The Japanese public gave a new lesson to football fans in the world, following they cleaned the stands and removed all waste in the places where they were during Japan’s match with Germany, at Khalifa Stadium on Wednesday.
Despite the Japanese national team’s victory over Germany 2-1, in a big surprise, the overwhelming joy did not affect the fans and prompted them to go out quickly to celebrate at night, and they showed the morals and habits inherent in the Japanese people, which is respecting the place and cleaning it before leaving.
It is usual in football stadiums that the stands following the match are full of food waste, used wrappers, empty food bags and empty drink cups, and most fans leave all this behind for someone else to clean it up.
But that doesn’t happen when the Japanese audience (Samurai Blue) is in town.

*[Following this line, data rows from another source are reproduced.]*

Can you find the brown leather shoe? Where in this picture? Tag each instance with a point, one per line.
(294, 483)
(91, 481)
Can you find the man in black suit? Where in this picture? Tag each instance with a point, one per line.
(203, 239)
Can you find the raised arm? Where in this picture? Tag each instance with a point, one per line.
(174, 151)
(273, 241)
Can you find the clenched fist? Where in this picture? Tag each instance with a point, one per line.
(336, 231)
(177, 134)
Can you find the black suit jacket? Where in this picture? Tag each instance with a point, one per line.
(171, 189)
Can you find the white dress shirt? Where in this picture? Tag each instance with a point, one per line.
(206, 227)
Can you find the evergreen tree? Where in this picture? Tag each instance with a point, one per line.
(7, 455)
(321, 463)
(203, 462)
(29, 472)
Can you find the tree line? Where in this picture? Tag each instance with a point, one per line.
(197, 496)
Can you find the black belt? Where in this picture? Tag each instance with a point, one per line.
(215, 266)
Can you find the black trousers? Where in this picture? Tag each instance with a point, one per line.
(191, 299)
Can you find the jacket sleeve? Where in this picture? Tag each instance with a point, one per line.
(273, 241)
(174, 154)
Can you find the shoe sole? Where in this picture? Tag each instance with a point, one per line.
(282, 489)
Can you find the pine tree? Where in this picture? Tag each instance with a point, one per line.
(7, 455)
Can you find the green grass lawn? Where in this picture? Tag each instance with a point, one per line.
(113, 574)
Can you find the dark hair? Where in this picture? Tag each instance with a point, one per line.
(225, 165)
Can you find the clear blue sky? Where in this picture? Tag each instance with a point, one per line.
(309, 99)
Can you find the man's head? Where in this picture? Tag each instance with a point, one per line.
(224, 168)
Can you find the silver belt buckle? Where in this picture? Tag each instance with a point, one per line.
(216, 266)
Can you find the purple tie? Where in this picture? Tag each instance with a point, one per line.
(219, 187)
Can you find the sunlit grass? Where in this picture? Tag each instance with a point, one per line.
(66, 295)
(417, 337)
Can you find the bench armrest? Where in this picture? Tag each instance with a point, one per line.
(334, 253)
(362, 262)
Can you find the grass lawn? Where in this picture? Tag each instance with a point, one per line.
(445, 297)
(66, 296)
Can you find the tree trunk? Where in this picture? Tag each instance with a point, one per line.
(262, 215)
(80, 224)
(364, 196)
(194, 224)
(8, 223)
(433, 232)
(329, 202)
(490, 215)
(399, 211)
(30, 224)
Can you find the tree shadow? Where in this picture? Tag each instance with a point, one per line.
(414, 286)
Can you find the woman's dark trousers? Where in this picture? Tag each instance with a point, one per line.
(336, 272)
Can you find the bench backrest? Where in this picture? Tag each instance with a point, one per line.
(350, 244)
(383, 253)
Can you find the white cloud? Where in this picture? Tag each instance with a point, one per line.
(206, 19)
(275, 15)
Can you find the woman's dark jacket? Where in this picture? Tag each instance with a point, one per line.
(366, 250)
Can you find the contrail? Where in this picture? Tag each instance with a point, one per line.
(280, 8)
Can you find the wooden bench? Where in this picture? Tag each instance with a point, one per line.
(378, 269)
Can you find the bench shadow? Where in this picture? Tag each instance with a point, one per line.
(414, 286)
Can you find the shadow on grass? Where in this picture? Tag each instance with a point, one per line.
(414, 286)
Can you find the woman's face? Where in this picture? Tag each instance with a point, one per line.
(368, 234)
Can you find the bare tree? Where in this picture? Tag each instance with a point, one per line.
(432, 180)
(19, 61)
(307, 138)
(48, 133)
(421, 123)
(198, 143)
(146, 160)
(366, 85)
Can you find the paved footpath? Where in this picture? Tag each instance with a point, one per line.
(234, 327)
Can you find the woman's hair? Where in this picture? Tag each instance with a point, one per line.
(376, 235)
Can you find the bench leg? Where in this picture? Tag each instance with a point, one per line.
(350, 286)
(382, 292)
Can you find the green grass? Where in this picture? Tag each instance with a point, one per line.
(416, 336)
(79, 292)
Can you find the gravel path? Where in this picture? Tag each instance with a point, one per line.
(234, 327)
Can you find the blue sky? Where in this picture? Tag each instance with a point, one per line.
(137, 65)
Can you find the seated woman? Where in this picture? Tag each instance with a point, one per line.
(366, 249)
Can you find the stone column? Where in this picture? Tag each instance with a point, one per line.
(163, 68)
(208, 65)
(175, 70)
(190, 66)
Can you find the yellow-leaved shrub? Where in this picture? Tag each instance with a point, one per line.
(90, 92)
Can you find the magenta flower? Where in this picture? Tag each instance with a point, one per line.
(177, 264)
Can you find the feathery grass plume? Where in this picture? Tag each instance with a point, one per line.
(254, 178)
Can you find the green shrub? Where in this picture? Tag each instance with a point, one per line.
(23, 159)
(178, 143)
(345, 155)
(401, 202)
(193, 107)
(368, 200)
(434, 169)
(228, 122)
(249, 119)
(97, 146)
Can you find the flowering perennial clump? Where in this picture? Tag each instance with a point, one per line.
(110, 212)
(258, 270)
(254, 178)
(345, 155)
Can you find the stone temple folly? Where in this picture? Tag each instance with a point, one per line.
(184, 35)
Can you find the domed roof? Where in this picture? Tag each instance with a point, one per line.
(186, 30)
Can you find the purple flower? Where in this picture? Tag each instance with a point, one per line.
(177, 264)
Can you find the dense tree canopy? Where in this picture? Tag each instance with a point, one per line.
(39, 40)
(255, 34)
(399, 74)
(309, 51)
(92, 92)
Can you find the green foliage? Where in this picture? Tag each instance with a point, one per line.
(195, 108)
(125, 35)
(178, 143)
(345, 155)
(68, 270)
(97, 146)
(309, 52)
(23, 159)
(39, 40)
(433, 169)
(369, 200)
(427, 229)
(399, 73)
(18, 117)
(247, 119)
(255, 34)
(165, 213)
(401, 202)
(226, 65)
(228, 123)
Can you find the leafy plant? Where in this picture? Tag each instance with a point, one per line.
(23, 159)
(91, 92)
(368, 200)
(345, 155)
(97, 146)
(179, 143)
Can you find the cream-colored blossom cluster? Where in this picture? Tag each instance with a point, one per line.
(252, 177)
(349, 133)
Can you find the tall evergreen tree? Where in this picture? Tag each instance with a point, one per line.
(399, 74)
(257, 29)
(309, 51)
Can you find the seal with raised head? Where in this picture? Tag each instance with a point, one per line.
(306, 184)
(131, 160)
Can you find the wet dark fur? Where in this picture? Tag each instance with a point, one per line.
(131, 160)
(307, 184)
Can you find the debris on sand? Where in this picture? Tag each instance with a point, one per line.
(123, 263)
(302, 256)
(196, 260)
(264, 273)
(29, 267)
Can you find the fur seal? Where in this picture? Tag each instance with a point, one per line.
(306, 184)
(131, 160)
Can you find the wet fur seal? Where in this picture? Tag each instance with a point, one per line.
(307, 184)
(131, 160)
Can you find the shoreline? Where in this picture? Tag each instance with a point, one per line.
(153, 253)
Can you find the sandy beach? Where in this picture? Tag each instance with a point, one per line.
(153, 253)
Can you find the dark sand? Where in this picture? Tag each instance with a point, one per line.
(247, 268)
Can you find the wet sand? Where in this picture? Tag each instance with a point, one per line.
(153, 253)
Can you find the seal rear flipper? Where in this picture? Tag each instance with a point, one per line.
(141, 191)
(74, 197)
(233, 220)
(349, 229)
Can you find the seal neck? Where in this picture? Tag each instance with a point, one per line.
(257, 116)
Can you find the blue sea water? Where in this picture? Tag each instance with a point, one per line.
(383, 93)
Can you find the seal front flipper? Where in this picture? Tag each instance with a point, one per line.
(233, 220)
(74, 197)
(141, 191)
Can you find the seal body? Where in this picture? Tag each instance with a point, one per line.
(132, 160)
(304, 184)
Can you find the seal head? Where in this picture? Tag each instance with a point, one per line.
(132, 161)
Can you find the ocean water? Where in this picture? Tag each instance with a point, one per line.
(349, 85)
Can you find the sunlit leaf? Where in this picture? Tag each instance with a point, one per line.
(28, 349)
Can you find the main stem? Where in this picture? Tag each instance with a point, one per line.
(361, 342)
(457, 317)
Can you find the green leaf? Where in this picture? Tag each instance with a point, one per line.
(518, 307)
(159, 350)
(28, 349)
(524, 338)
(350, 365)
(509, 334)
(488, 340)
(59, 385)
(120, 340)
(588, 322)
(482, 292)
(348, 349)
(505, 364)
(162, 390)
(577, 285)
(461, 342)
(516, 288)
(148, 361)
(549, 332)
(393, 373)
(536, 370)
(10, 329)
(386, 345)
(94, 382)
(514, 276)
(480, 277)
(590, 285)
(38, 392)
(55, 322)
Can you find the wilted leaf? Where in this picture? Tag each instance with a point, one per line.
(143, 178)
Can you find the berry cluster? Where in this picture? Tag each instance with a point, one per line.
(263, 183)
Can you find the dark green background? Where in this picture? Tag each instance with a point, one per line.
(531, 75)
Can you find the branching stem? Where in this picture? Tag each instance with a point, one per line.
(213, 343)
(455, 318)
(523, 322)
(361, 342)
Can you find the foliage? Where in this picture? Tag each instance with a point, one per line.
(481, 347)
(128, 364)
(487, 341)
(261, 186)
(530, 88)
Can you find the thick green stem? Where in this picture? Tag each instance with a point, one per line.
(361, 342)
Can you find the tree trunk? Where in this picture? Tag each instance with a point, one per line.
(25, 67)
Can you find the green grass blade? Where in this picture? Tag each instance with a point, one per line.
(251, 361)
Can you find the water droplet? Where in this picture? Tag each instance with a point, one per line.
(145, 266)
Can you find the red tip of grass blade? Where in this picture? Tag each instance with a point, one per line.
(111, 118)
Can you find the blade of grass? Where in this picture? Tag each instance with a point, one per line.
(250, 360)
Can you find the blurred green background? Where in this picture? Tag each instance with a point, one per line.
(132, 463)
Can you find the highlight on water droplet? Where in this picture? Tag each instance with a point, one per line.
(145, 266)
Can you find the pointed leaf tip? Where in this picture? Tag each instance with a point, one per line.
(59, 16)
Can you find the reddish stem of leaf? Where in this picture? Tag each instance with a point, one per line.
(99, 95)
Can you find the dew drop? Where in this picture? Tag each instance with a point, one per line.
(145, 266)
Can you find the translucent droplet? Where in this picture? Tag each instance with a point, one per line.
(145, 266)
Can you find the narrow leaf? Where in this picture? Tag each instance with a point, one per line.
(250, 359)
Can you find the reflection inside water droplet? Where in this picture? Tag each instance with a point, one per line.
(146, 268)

As soon as the players left the stadium following celebrating with the fans the huge 2-1 victory over Germany, the four-time World Cup holders, the fans stopped celebrating and gathered in a specific organization and began working to clean the stands of Khalifa Stadium in Qatar.
This is nothing new for the Japanese fans who did the same thing at the World Cup in Russia four years ago, even following losing 3-2 to Belgium in the round of 16 and being knocked out of the World Cup, and they did it once more while attending the World Cup opening ceremony and the Qatar-Ecuador match on Sunday. past, although their team did not participate in it.
In Japan, cleanliness is part of the culture and is ingrained in people from early childhood.
In 2018 Scott North, professor of sociology at Osaka University, told the BBC that organizing is a way “Japanese show pride in their way of life”.
“Cleaning up following football games is an extension of the basic behaviors taught in school, where children clean classrooms and hallways,” North added.
Japan will play Costa Rica in its next Group E match on Sunday, and then meet Spain on Thursday.
But even if Japan doesn’t win the World Cup, their fans have already won in the stands.